ツイートを読むと山川は東北の大学でなにかを教えたりしているらしい。長い年月が経っているけれど、原発反対の発言にボブ・マーリィの言葉を引用する彼は、なにも変わらない。

バイクにテントを積み「陽光と風のエリア」に行く日を思い描いて、高円寺で汗を流していた追憶の1989年が胸に甦る。カナダにいると「クソ暑い、山に行きたい」という欲求は起きてこないが、自分の人生に対する焦燥感はいまだ解消できていない。
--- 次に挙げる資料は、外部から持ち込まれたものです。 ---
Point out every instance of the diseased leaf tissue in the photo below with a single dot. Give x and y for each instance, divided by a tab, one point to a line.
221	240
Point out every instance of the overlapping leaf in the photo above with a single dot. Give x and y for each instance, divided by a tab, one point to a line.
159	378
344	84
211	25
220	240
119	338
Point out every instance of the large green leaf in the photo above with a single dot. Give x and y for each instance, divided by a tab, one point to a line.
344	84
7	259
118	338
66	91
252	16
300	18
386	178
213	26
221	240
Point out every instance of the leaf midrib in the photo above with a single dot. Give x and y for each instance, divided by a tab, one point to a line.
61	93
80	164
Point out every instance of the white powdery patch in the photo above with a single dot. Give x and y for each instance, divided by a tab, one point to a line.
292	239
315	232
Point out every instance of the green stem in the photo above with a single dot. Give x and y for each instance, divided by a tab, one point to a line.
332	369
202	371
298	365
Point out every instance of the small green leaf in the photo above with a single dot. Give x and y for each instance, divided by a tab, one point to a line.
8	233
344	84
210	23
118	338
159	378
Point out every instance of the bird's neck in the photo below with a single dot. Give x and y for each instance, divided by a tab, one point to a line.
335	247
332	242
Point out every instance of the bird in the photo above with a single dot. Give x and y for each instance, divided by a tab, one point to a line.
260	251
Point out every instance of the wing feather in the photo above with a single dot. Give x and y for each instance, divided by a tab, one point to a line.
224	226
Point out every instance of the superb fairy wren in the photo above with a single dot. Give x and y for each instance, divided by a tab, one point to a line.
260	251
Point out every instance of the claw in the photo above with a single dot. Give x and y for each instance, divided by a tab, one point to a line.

この夏家族がイングランドに行ってる間俺は、15年ぶりに1人でテント旅行に出ようと思っている。BCの夏にも「陽光と風のエリア」みたいなものはあるだろう。1冊だけカナダに持って来た山川の文庫本を持って行こう。

=======================
■11/07/01(金) □ 日本文化紹介の難しさ
=======================

カナダデイフェスティバル。地元 PoCo 市のフェスは3度行ってそんなに盛り上がったこともないので、今年は別の町のやつに行こうかなと思っていると、ちょうどAYさんたちが日本関連の催事を隣町コキットラムでやるというのでそちらに行くことにする。フェスティバルの内容はコキットラムも似たようなものだったが、やはり PoCo より大きな街なので規模が大きかった。

ロシア屋台のピロシキを食べた後、日本カルチャー展示兼大震災支援サイトを開くAYさんのテントを訪問する。こういう場で日本文化紹介というと折り紙と七夕くらいしかないのがちと地味で、訪問者はパラパラという感じ。日本食を出しゲームやアニメを見せればテントが大入り満員になるだろうが、商売じゃないんだからそうもいかんしな。

カナダに最も影響を与えている異文化は、アニメ・ゲームや様々な商品を経由した日本のサブカルに違いない。中韓物事は多々あるが、それは人口比の多い中韓移民とその子孫のためにある。どうして日本移民は中韓より少ないのだと聞かれることがたまにあるが、それは日本のほうが中韓よりも面白く、離れがたい国だからに決まっている。しかしその日本の面白さをこうしてお祭りでカナダ人にプロモートするなんてことは、やりようがないんだよな。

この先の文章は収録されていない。